Possible discrepancies between training pipeline in code vs paper #14

redfarg · 2020-03-21T12:41:10Z

I'm trying to reproduce the results of the associated paper, but I have trouble making sense how the code fits the text. In the paper, the pipeline seems fairly straightforward (fig.2, p.3). A QA data set is augmented to obtain ACS-aware datasets. With these, a QG model is trained and, in a third step, its result are refined via filtering.

In the code, various "experiments" exist, some resembling certain steps of the pipeline in the paper.

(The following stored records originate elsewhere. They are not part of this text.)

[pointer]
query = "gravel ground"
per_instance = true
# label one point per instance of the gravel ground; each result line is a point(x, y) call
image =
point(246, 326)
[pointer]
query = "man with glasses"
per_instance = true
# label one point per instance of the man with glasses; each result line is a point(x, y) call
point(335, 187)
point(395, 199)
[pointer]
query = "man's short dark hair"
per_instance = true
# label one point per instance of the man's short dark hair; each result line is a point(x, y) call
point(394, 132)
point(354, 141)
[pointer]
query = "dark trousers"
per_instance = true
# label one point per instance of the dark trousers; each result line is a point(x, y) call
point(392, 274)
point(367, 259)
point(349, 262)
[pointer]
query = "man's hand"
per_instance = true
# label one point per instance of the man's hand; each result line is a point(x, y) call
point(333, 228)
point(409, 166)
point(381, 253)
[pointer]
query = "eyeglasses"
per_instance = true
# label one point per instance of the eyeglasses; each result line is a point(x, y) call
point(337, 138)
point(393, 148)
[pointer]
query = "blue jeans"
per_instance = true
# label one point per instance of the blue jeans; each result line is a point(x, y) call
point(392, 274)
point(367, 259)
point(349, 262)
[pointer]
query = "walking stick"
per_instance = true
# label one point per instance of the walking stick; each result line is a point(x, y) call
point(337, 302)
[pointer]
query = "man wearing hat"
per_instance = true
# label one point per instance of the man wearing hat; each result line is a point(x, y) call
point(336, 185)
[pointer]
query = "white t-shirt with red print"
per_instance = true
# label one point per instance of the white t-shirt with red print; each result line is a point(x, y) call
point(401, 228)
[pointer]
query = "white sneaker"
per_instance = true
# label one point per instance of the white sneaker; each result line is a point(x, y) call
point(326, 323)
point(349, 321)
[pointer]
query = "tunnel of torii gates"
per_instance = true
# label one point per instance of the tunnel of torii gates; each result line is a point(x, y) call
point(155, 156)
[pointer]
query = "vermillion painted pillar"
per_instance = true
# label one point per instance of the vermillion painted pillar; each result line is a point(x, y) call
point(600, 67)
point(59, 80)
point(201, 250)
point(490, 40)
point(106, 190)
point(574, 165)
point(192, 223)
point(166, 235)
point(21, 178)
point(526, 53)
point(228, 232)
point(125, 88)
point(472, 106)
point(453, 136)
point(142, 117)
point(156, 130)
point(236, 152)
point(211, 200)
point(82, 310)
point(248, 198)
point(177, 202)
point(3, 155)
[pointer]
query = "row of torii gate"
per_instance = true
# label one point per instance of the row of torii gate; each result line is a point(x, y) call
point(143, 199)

However, what I don't really understand: One of the first experiments, experiments_1_QG_train_seq2seq.sh, trains a QG model, via QG_main.py. This, however, without the augmented data. Is this just for comparison (e.g. as a baseline)?

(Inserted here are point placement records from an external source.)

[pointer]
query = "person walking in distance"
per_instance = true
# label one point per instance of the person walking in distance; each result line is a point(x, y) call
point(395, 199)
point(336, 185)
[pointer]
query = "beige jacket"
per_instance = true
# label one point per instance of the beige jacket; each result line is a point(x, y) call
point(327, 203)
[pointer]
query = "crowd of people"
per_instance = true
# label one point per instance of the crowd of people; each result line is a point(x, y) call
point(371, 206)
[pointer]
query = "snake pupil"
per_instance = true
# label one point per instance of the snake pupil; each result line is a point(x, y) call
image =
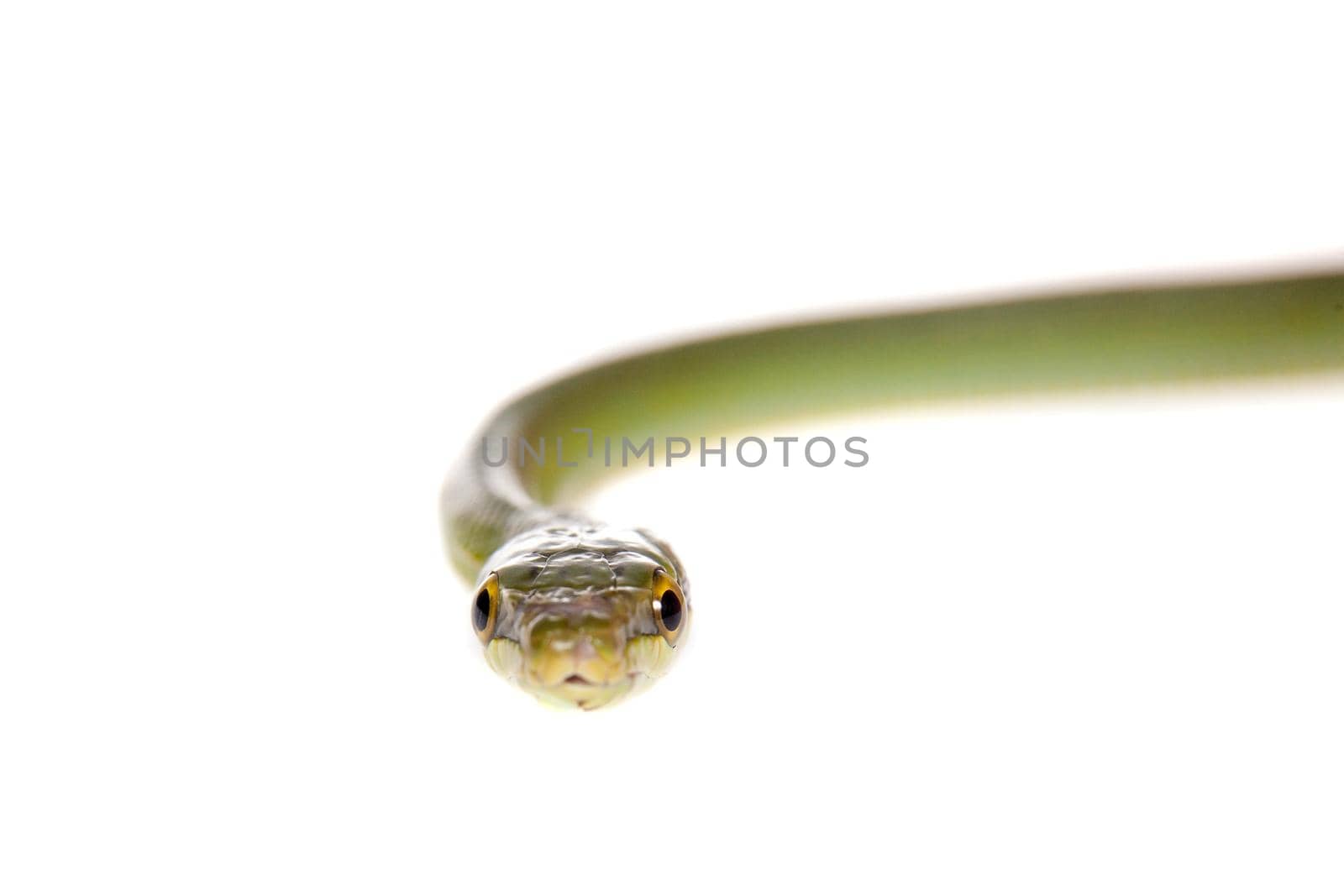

A later experiment, experiments_3_repeat_da_de.sh, seems closer to the pipeline in the paper. Augmented data is created and then used for another QG model, this one in QG_augment_main.py. However, this model actually doesn't seem to be trained at all. In the code, it only gets tested (see here). I don't really understand then where the training step of a model with augmented data actually takes place? Or am I just missing something?

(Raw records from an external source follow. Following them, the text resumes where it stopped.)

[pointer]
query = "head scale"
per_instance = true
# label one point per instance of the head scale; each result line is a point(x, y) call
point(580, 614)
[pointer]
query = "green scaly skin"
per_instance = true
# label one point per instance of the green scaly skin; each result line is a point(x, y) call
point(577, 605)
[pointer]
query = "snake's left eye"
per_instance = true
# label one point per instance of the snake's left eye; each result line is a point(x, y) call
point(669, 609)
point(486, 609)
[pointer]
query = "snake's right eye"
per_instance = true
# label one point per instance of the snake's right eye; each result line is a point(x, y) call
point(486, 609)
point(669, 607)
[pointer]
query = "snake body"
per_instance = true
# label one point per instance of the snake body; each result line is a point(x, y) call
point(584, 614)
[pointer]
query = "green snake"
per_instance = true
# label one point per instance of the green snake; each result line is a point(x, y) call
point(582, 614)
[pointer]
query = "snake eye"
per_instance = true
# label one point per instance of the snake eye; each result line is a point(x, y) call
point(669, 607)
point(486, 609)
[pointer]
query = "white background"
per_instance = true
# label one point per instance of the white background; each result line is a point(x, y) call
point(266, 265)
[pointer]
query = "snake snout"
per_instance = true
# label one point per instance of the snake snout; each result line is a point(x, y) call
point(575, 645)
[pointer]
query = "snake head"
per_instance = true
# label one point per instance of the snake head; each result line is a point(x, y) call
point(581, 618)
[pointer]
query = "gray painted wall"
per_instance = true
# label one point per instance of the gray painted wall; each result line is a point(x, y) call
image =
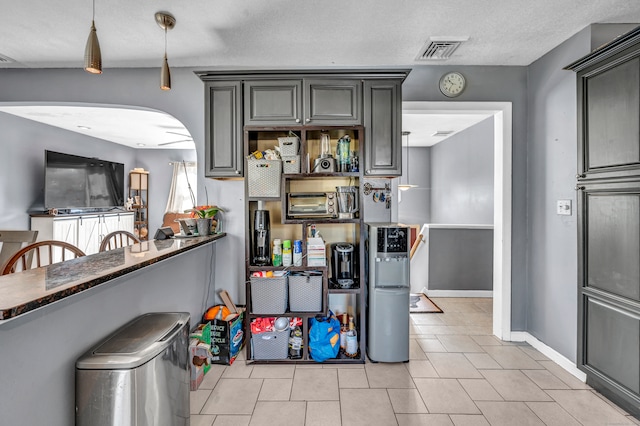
point(460, 259)
point(462, 177)
point(552, 250)
point(495, 84)
point(414, 204)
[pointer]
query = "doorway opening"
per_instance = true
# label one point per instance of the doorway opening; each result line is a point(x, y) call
point(502, 122)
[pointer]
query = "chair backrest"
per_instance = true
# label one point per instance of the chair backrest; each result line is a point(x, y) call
point(56, 251)
point(118, 239)
point(12, 241)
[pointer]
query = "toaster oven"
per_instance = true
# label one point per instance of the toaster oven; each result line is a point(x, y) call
point(312, 205)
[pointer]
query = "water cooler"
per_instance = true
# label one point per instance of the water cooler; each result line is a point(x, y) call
point(388, 247)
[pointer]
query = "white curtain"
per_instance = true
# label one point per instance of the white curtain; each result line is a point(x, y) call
point(183, 192)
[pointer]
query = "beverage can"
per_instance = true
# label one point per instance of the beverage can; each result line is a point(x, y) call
point(297, 253)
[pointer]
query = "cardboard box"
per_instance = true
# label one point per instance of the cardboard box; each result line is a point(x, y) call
point(227, 339)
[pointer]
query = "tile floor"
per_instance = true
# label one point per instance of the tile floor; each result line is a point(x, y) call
point(459, 374)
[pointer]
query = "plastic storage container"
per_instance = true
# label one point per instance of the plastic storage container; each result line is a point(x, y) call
point(305, 292)
point(139, 375)
point(271, 345)
point(269, 295)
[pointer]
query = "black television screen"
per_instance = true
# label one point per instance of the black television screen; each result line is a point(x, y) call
point(74, 182)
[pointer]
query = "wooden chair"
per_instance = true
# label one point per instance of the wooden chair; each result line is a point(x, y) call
point(23, 256)
point(12, 241)
point(118, 239)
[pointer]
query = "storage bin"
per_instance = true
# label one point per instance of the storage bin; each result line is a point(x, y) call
point(305, 293)
point(271, 345)
point(291, 164)
point(264, 177)
point(269, 295)
point(289, 146)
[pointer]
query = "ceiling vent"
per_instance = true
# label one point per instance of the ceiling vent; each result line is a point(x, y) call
point(441, 133)
point(440, 48)
point(5, 59)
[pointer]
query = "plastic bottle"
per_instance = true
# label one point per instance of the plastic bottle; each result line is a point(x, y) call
point(352, 340)
point(277, 253)
point(297, 253)
point(286, 253)
point(295, 343)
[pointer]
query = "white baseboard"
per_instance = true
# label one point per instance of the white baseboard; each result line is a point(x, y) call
point(552, 354)
point(458, 293)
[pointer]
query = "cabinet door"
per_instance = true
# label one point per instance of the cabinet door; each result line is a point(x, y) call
point(273, 102)
point(333, 102)
point(89, 234)
point(383, 127)
point(610, 122)
point(223, 129)
point(609, 292)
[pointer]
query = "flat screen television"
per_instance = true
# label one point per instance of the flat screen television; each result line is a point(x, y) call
point(74, 182)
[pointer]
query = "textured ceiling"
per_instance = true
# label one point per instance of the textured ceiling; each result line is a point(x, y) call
point(247, 34)
point(296, 33)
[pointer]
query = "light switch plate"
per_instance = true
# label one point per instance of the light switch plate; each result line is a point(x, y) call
point(564, 207)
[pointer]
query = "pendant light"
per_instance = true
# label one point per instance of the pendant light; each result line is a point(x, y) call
point(166, 21)
point(92, 55)
point(406, 186)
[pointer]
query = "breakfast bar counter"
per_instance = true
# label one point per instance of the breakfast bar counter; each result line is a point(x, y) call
point(53, 315)
point(28, 290)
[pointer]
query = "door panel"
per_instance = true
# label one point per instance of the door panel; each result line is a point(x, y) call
point(613, 343)
point(613, 112)
point(613, 243)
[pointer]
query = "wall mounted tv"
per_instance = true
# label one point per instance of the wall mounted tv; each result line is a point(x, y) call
point(80, 183)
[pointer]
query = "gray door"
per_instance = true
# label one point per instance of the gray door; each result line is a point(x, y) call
point(223, 129)
point(273, 102)
point(609, 274)
point(383, 127)
point(333, 102)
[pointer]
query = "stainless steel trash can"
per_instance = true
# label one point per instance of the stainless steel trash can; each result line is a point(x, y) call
point(137, 376)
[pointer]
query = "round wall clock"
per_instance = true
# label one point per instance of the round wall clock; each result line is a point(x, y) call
point(452, 84)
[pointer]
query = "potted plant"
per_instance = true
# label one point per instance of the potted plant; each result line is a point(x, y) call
point(205, 218)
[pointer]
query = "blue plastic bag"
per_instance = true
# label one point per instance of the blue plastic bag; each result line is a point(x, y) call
point(324, 337)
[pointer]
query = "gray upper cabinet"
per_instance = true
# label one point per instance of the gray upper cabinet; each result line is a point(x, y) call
point(332, 102)
point(382, 122)
point(223, 129)
point(286, 103)
point(273, 102)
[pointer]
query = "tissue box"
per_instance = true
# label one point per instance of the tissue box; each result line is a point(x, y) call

Apologies if this is not really fitting for an issue. And great work on the paper!

The text was updated successfully, but these errors were encountered:

flackbash · 2020-04-07T13:25:45Z

I think QG_main.py does use augmented data. Here is how I see it:

QG_main.py takes <p, q, a> tuples from the SQuAD dataset (SQuAD1.1-Zhou) and transforms them into <p, q, a, c, s> tuples in a pre-processing step (in FQG_data.py:prepro() and FQG_data.py:get_loader()).
The clue info is generated in FQG_data_augmentor.py:get_clue_info().
The style info is generated in FQG_data_utils:get_question_type().
This data is then used to train the model.
This seems to correspond directly to the figure you mentioned.

I'm currently working on a more self-contained version of the code of that helps: https://github.com/flackbash/ACS-QG

redfarg · 2020-04-17T11:35:06Z

Thanks a lot for your answer @flackbash , that definitely helps! Clue and style indeed seem to be generated right from the start (aka in experiments_1_QG_*). I think what threw me off was the difference for training/inference data, where only for the latter, good <p, a, c, s>-candidates need to be sampled (whereas during training, they are extracted from the dataset via the two algorithms mentioned in the paper).
However, I'm then also not sure where the conditional probabilistic distributions for data sampling are actually learned? I think I'm just still confused about what actually happens in the different experiment steps (ignoring the GPT2 variant for now):

experiments_1_ET_train.sh
Trains the entailment model.
experiments_1_QG_train_seq2seq.sh
Takes SQuAD 1.1, extracts clue and style, and with that trains the QG-model.
experiments_2_DA_file2sents.sh
We are "simulating" data augmentation on SQuAD2.0 and Wiki1000 (instead of completely raw data). First step, get singular sentences.
experiments_3_DA_sents2augsents.sh
Second step, sample augmented data from previously extracted sentences, using probabilities obtained in experiments_1_QG_train_seq2seq.sh (?)
experiments_4_QG_generate_seq2seq.sh
We now generate questions from the resulting augmented data. For some reason, this uses a different model file (QG_augment_main.py), but will use the trained model from experiment_1_QG_train... (?)
experiments_5_uniq_seq2seq.sh
Throw out non-unique results.
experiments_6_postprocess_seq2seq.sh
This just filter out duplicate words from the generated answer? Which seems a bit of a... brute force improvement? ;)
experiments_3_repeat_da_de.sh
This seems to be an alternative, combined pipeline - a combination of experiments_3_DA_sents2augsents.sh, experiments_4_QG_generate_seq2seq.sh, experiments_5_uniq_seq2seq.sh (all for a certain data index range), PLUS entailment score calculation and filtering. The latter two only take place in this experiment and seem therefore not to be part of the other "pipeline"?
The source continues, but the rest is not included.